Elle se saisit à son tour de son verre et pratiqua les mêmes examens que son interlocuteur. Il la laissa procéder en silence avant de lui demander ce qu'elle pensait de ce vin.
- Il s'agit de nos dernières bouteilles tirées en 1801. Il se tient très bien. Les arômes sont plaisants, et j'apprécie particulièrement sa mousse. Sa teinte est du plus belle effet, François était grandement satisfait de sa blancheur... même si celle-ci est un peu cassée par ces petites peluches qui s'attardent sur le bord du verre.
- Tout cela ne me dit pas ce que vous souhaitez pour votre anniversaire... demandez moi dès maintenant tout ce que vous voulez !

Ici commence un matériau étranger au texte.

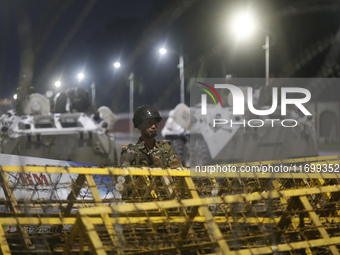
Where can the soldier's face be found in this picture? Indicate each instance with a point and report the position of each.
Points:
(149, 128)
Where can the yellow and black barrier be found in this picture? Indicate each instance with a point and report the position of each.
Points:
(78, 210)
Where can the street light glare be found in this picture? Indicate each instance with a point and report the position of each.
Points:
(80, 76)
(162, 51)
(57, 84)
(244, 25)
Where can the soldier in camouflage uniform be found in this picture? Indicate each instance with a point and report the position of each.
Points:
(147, 151)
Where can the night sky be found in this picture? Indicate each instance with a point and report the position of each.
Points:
(44, 41)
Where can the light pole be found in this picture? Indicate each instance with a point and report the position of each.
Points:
(80, 76)
(180, 66)
(244, 25)
(57, 84)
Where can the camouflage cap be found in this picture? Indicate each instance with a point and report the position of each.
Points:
(145, 112)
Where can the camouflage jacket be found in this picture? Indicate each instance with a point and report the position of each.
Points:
(138, 154)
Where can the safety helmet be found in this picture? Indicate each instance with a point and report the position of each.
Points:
(145, 112)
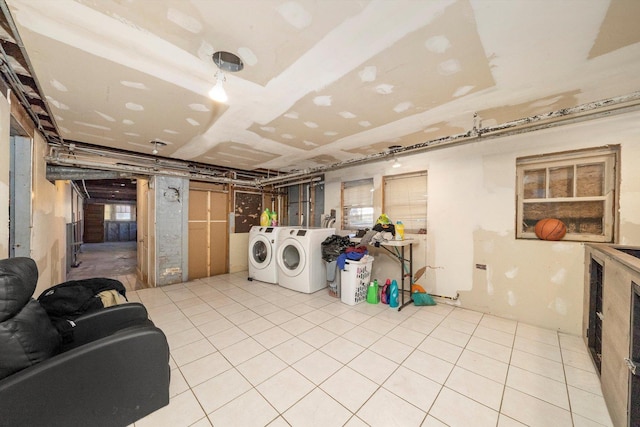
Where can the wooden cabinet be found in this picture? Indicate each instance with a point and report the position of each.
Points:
(611, 321)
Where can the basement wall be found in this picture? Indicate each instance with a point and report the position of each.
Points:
(50, 209)
(171, 229)
(471, 220)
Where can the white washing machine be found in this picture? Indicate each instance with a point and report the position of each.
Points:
(263, 244)
(299, 259)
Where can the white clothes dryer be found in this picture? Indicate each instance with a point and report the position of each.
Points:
(263, 244)
(299, 259)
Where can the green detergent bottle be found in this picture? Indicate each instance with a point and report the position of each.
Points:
(372, 292)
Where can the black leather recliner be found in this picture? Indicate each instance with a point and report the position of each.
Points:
(114, 372)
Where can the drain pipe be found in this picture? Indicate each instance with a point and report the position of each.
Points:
(589, 111)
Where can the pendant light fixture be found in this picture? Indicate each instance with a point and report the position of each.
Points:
(217, 92)
(229, 62)
(157, 144)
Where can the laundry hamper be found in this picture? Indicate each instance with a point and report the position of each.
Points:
(354, 280)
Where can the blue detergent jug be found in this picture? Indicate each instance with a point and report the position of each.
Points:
(393, 294)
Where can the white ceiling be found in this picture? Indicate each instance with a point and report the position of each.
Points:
(324, 81)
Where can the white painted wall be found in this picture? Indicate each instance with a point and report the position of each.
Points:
(50, 212)
(471, 219)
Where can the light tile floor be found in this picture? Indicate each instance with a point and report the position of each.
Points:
(246, 353)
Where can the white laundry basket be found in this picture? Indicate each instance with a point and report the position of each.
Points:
(354, 280)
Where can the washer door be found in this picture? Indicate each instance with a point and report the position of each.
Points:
(260, 252)
(291, 257)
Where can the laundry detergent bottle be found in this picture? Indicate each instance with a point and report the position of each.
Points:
(399, 230)
(265, 218)
(393, 294)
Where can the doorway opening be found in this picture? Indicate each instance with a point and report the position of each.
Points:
(107, 241)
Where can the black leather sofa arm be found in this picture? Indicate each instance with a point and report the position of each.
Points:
(104, 381)
(102, 323)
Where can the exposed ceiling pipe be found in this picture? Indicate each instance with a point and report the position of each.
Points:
(146, 169)
(17, 85)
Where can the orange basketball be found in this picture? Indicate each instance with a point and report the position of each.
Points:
(550, 229)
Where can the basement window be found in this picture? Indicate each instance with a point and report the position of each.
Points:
(357, 204)
(580, 188)
(405, 199)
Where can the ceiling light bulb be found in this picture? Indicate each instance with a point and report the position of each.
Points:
(217, 93)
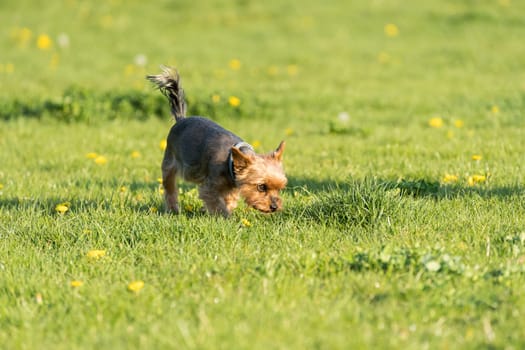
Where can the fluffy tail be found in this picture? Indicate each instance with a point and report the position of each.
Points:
(169, 84)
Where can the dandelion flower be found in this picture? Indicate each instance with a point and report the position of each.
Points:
(101, 160)
(273, 70)
(62, 208)
(449, 178)
(9, 68)
(475, 179)
(96, 254)
(63, 40)
(55, 60)
(235, 64)
(135, 286)
(43, 42)
(391, 30)
(216, 98)
(458, 123)
(76, 284)
(234, 101)
(38, 298)
(436, 122)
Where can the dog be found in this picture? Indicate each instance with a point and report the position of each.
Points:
(220, 162)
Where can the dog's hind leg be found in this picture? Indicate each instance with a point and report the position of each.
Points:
(169, 175)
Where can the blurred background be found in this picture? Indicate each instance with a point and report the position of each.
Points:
(383, 59)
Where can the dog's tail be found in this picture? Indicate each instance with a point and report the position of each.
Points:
(169, 84)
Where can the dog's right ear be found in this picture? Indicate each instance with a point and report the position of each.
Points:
(278, 153)
(240, 160)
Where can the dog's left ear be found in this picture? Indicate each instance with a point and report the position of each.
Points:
(278, 153)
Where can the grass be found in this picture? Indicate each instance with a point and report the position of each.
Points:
(393, 234)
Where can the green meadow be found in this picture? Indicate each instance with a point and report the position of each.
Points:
(403, 225)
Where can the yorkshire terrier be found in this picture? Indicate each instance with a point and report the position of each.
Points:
(220, 162)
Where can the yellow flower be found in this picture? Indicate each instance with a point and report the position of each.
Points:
(9, 68)
(43, 42)
(435, 122)
(101, 160)
(76, 284)
(62, 208)
(38, 298)
(235, 64)
(273, 70)
(475, 179)
(135, 286)
(449, 178)
(391, 30)
(234, 101)
(96, 254)
(458, 123)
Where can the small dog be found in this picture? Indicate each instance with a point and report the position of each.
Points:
(220, 162)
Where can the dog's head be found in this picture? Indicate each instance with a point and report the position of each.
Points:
(260, 178)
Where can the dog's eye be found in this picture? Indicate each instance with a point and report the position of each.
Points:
(262, 188)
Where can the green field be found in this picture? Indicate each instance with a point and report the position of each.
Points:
(404, 214)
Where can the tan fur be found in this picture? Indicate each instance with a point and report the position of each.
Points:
(199, 151)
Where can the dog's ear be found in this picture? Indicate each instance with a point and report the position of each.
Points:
(240, 160)
(278, 153)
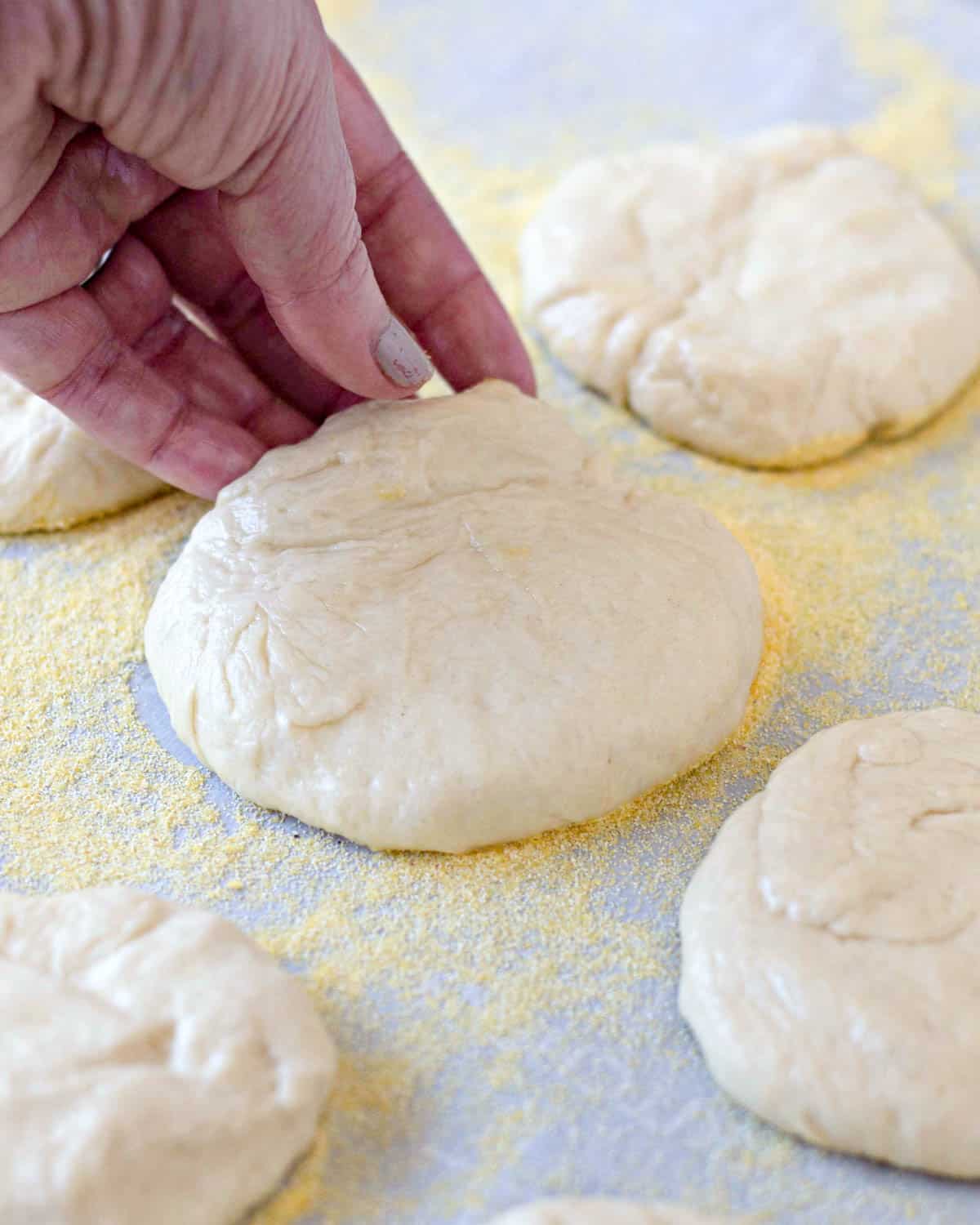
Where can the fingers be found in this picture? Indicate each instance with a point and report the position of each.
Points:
(86, 205)
(189, 239)
(421, 264)
(134, 372)
(296, 233)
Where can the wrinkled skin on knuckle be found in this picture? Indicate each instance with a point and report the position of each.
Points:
(194, 88)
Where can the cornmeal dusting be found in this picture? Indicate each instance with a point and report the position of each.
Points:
(490, 1007)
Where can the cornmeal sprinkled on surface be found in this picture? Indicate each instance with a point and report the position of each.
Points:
(507, 995)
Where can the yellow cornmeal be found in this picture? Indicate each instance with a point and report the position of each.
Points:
(501, 960)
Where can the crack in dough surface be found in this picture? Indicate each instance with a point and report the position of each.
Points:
(157, 1066)
(445, 625)
(832, 946)
(776, 301)
(51, 473)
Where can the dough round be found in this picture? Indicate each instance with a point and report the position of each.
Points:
(156, 1065)
(443, 625)
(832, 943)
(602, 1212)
(51, 473)
(774, 301)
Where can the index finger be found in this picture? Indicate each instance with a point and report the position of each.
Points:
(425, 271)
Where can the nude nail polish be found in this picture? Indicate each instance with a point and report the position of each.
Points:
(401, 358)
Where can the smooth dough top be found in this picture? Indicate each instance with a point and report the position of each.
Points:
(156, 1065)
(51, 473)
(443, 625)
(832, 943)
(602, 1212)
(774, 301)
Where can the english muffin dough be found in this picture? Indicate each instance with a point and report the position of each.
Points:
(774, 301)
(156, 1066)
(602, 1212)
(51, 473)
(832, 943)
(443, 625)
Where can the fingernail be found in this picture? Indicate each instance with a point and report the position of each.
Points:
(401, 358)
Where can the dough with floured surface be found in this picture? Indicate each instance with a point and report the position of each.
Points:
(51, 473)
(157, 1066)
(443, 625)
(774, 301)
(832, 943)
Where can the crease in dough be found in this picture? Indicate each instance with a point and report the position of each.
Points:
(517, 644)
(831, 943)
(783, 298)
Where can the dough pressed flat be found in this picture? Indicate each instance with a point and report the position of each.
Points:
(602, 1212)
(51, 473)
(443, 625)
(774, 301)
(157, 1066)
(832, 943)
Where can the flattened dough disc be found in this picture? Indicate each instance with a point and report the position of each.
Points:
(774, 301)
(443, 625)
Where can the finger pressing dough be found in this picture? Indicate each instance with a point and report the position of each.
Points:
(832, 943)
(51, 473)
(443, 625)
(602, 1212)
(156, 1065)
(774, 301)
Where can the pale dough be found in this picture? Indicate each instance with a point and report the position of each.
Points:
(774, 301)
(832, 943)
(51, 473)
(156, 1066)
(602, 1212)
(443, 625)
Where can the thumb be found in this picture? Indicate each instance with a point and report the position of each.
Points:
(292, 218)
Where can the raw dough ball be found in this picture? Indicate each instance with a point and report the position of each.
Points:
(602, 1212)
(832, 943)
(774, 301)
(443, 625)
(156, 1065)
(51, 473)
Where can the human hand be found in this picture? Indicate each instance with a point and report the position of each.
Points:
(235, 159)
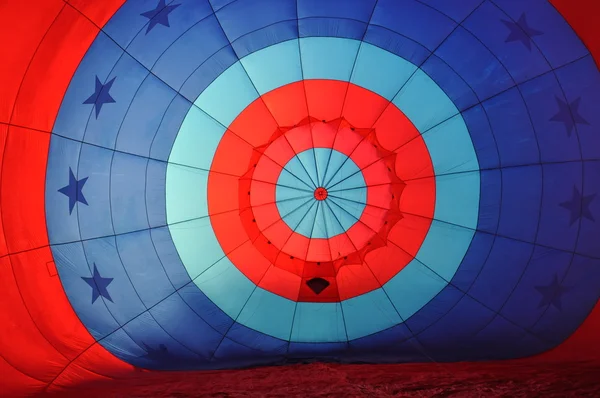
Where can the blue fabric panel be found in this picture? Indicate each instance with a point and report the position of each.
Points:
(156, 173)
(520, 203)
(72, 265)
(541, 97)
(521, 62)
(128, 22)
(208, 71)
(178, 319)
(126, 303)
(195, 47)
(452, 335)
(218, 4)
(406, 17)
(263, 12)
(523, 306)
(332, 27)
(474, 260)
(384, 340)
(95, 219)
(556, 229)
(589, 214)
(103, 130)
(582, 291)
(559, 43)
(62, 224)
(150, 336)
(482, 137)
(457, 10)
(312, 350)
(454, 85)
(264, 37)
(398, 44)
(434, 310)
(581, 84)
(256, 340)
(99, 61)
(168, 128)
(504, 339)
(144, 268)
(148, 47)
(202, 305)
(360, 10)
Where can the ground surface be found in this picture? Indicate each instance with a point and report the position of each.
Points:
(508, 379)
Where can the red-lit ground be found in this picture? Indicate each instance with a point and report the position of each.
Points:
(506, 379)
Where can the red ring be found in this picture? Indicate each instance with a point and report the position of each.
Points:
(239, 154)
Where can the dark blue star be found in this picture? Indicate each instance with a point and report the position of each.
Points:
(160, 15)
(99, 285)
(579, 206)
(521, 31)
(73, 190)
(568, 113)
(552, 293)
(101, 95)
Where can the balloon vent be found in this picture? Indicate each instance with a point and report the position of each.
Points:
(317, 285)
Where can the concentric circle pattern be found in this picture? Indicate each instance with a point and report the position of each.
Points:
(238, 182)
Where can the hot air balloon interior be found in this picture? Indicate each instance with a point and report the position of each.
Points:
(202, 190)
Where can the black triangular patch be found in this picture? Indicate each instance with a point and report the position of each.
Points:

- La paix, père, la paix entre les nations européennes, que je puisse enfin expédier mes bouteilles sans chercher à les faire passer pour du vin du Danemark sur des bateaux neutres américains, que Bohne puisse rapatrier mes fonds sans être obligé d'investir dans des marchandises aux cours instables, que je puisse envoyer et recevoir du courrier sans encombre ni délais prolongés... que mes clients d'Europe retrouvent le goût de vivre et de partager une allégresse bien méritée...
" Madame, sachez qu'ici à Mitau votre vin gâte des bouches illustres. Hier encore, je parcourais nos salons et entendais sauter les bouchons de vos flacons. Qui êtes vous pour acheminer depuis votre base si lointaine ce vin, image brillante de la France comme l'écrivait Voltaire ? Bonheur fugitif, celui des plaisirs de la dégustation qui délient les langues et nous plongent dans les temps les plus dorés alors qu'autour de nous tout est rigueur et difficulté. Mes ancêtres sont de la race des marins au long cours."
Ma vie est en train de se glisser dans un nouveau lit, comme un torrent au printemps. La colère et la rancoeur ne sont finalement que de frêles branchages sur ces eaux tumultueuses bien vite déportées sur les rivages de l'oubli.